I thought this was an interesting Church. Building in the round is more expensive, which is why we don't see a lot of round buildings. The details on this building also make it look like a chunky doily. It's definitely not delicate, but interesting nonetheless.
These are all the faces around the back of Trinity Church. I'm wondering if they are modeled after faces on gothic era churches. Are they saints or are they are modeled after people around New York in the 1800's?
Trinity Church is the oldest church in Manhattan. This of course was not the first church building the congregation worshiped in because the church was founded in 1697, and this building was dedicated in the spring of 1846.
The cemetery is so old that most of the grave stones are worn away so they are unreadable or even broken.
The second picture reminds me of the drip sand castles I used to build on the beach. I never realized I was building a historic style sand castle when I was little.
It's an interesting hotel and it really speaks of a time when travel took longer, so this is really an "old money" resort for people from New York City before flights to Europe were easily accessible. The hiking, nature, and gardens really are the highlights, but the Mountain House is very nice too. Here you have the area by the water that looks like a log cabin and the rest of the hotel looks like the Victorian Castle that it is, with two distinct sides. The right side of the resort looks older and the left looks like it was built later.
This building has neo-classical elements paired with the chunkiness of baroque forms and the harsh shapes and angles of elements that are american-art-deco-turned-social-realism. It is definitely one of the ugliest buildings I have seen. It's so ecclectic that it doesn't go with itself. There are cool bear faces on the side, but I didn't get a good picture of them, so I'll have to go back.
This is the public library of Winchester. The ecclectic neo-classicism has Corinthian columns on the front of the building and Ionic columns on the sides. The figures are well-proportioned and light, so they do not look like they were fashioned in a social realistic style, but they seem to have a bit of the American social realism message with the tools and the sphynx.
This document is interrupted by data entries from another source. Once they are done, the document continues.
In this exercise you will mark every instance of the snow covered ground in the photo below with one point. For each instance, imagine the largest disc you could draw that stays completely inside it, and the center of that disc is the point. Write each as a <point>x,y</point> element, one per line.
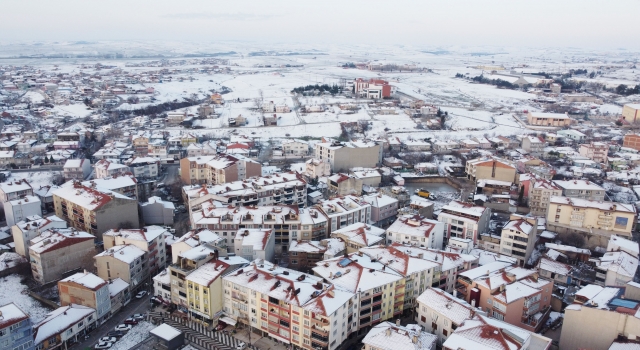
<point>12,291</point>
<point>137,334</point>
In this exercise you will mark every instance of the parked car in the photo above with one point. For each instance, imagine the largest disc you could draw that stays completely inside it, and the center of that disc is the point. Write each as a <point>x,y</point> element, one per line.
<point>123,327</point>
<point>103,345</point>
<point>117,334</point>
<point>131,321</point>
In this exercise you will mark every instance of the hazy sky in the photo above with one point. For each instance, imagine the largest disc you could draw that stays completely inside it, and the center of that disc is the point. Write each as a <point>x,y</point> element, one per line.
<point>576,23</point>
Where I live there is only ironwork (aka bars) on lower windows to keep thiefs and angry exes out. With this as my reference point I have no idea why they would only have ironwork on the upper windows, but it's an interesting design. I know there is probably some history behind it, or maybe it just looks nice, which is why I found it.
I love buildings with history, which is why I love the look of the old bricks and the Iron work on the windows of this building.
Low key signage on the original Starbucks Store...
...neon and blackboard signs in the store, and...
...the plaque to signify that it is the original Starbucks.
I am not a huge Starbucks fan, so this was not really a pilgrimage for me. It did make me appreciate Starbucks more when I saw their original logo. It seemed a lot more local and fun than their current one, which has been neutered for corporate worldwide marketability. It was also a fun visit becuase the people who took the orders threw the cups across the counter to the baristas who were catching them one handed. The entertainment was a necessity though because we had to stand in line quite a while in the tiny store crammed in with a lot of people.